A new report shows that hackers are selling access to 576 corporate networks worldwide for a total cumulative sales price of $4,000,000, fueling attacks on the enterprise.
The research comes from Israeli cyber-intelligence firm KELA which published its Q3 2022 ransomware report, reflecting stable activity in the sector of initial access sales but a steep rise in the value of the offerings.
Although the number of sales for network access remained about the same as in the previous two quarters, the cumulative requested price has now reached $4,000,000.
For comparison, the total value of initial access listings in Q2 2022 was $660,000, recording a drop in value that coincided with the summer ransomware hiatus that hurt demand.
The road to ransomware
Initial access brokers (IABs) are hackers who sell access to corporate networks, usually achieved through credential theft, webshells, or exploiting vulnerabilities in publicly exposed hardware.
After establishing a foothold on the network, the threat actors sell this corporate access to other hackers who use it to steal valuable data, deploy ransomware, or conduct other malicious activity.
The reasons IABs choose not to leverage network access vary, ranging from lacking diverse intrusion skills to preferring not to risk increased legal trouble.
IABs still play a crucial role in the ransomware infection chain, even if they got sidelined last year when big ransomware gangs that operated as crime syndicates operated their own IAB departments.
Q3 ’22 numbers
In the third quarter of 2022, KELA’s analysts observed 110 threat actors posting 576 initial access offerings totaling a cumulative value of $4,000,000.

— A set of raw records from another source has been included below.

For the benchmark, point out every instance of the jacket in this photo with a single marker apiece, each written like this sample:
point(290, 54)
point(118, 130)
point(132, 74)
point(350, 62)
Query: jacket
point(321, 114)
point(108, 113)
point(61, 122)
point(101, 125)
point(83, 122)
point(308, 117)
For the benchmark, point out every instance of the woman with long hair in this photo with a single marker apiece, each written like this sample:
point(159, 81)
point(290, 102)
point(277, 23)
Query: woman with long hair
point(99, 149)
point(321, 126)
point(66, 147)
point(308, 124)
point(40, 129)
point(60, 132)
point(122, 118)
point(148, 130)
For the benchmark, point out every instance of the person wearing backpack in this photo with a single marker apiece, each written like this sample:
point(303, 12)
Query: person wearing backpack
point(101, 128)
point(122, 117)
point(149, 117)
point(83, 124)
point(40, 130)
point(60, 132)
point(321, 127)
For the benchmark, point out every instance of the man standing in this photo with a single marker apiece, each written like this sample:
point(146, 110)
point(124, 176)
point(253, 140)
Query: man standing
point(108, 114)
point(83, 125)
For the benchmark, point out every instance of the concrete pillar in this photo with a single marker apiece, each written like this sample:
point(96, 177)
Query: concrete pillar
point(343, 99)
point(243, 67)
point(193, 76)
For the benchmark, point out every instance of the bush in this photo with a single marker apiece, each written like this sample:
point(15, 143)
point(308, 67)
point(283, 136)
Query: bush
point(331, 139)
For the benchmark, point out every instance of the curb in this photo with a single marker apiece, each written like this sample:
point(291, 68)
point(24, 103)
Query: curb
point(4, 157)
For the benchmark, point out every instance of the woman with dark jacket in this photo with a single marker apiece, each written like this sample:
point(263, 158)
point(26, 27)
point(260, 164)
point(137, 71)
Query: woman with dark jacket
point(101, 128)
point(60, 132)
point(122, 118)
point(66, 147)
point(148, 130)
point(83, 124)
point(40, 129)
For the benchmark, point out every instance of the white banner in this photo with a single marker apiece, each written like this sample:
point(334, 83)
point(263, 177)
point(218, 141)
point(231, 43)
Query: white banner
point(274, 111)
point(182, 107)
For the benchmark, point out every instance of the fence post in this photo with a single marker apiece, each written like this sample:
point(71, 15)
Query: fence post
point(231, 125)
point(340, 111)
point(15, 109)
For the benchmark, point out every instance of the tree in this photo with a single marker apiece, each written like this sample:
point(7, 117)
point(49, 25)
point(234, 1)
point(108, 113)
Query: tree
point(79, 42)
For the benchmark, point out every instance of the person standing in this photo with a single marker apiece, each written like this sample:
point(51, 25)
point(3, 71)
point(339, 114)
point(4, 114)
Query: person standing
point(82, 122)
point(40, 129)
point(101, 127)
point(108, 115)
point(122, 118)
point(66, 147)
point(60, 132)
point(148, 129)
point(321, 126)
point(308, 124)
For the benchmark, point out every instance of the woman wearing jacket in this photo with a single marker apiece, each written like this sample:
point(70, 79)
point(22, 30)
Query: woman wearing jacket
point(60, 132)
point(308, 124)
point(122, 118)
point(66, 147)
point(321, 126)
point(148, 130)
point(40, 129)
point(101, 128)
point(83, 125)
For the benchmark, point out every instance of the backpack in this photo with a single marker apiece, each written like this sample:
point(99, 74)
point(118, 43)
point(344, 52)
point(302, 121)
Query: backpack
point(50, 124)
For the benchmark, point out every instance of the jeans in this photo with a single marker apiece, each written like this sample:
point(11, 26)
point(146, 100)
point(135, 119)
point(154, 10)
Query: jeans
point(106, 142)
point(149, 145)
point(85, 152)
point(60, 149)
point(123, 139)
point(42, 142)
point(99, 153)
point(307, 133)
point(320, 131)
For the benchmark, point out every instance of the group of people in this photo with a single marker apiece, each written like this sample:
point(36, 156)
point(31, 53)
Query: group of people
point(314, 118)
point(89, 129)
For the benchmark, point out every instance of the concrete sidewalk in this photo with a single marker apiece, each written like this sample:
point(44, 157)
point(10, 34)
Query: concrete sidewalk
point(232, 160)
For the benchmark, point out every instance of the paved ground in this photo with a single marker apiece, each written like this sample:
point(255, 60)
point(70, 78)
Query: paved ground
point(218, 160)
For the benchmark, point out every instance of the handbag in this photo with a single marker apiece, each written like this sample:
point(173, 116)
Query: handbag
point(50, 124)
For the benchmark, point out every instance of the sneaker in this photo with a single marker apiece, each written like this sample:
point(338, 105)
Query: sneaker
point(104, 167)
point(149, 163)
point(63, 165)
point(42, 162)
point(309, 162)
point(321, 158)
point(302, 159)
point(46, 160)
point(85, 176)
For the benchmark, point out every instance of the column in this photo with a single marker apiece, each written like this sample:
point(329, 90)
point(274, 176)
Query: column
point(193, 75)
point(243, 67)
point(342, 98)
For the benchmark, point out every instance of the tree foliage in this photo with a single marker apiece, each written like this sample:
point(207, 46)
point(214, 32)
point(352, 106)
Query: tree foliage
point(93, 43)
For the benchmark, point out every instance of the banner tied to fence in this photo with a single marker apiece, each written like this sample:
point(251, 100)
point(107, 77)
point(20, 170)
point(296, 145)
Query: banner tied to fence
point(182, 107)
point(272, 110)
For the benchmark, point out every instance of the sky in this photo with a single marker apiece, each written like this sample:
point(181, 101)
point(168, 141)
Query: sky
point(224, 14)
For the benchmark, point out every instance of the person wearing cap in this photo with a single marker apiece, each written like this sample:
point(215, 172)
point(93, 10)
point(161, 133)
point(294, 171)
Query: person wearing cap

Monthly volume of initial access sales (KELA)
The average selling price of these listings was $2,800, while the median selling price reached a record figure of $1,350.
Initial access sales prices (KELA)
KELA also saw a case of a single access being offered for purchase at the astronomical price of $3,000,000. However, this listing was not included in the Q3 ’22 stats and totals due to doubts about its authenticity.
The top three IABs operated a large-scale business, offering between 40 and 100 accesses for sale in Q3 2022.
Based on hacking forum discussions and marketplace listing removal events, the average time to sell corporate access was just 1.6 days, while most were of RDP and VPN types.
This quarter’s most targeted country was the United States, accounting for 30.4% of all IAB offerings. This stat is close to the 39.1% share of ransomware attacks in Q3 targeting U.S. companies.
Most targeted countries by IABs in Q3 (KELA)
When looking at the targeted sectors, professional services, manufacturing, and technology topped the list with 13.4%, 10.8%, and 9.4%, respectively. Again, ransomware attacks feature a similar ranking, emphasizing the connection between the two.
Sectors IABs targeted the most in Q3 (KELA)
As initial access brokers have become an integral part of the ransomware attack chain, properly securing your network from intrusion is crucial.
This includes placing remote access servers behind VPNs, restricting access to publicly exposed devices, enabling MFA, and conducting phishing training to prevent the theft of corporate credentials.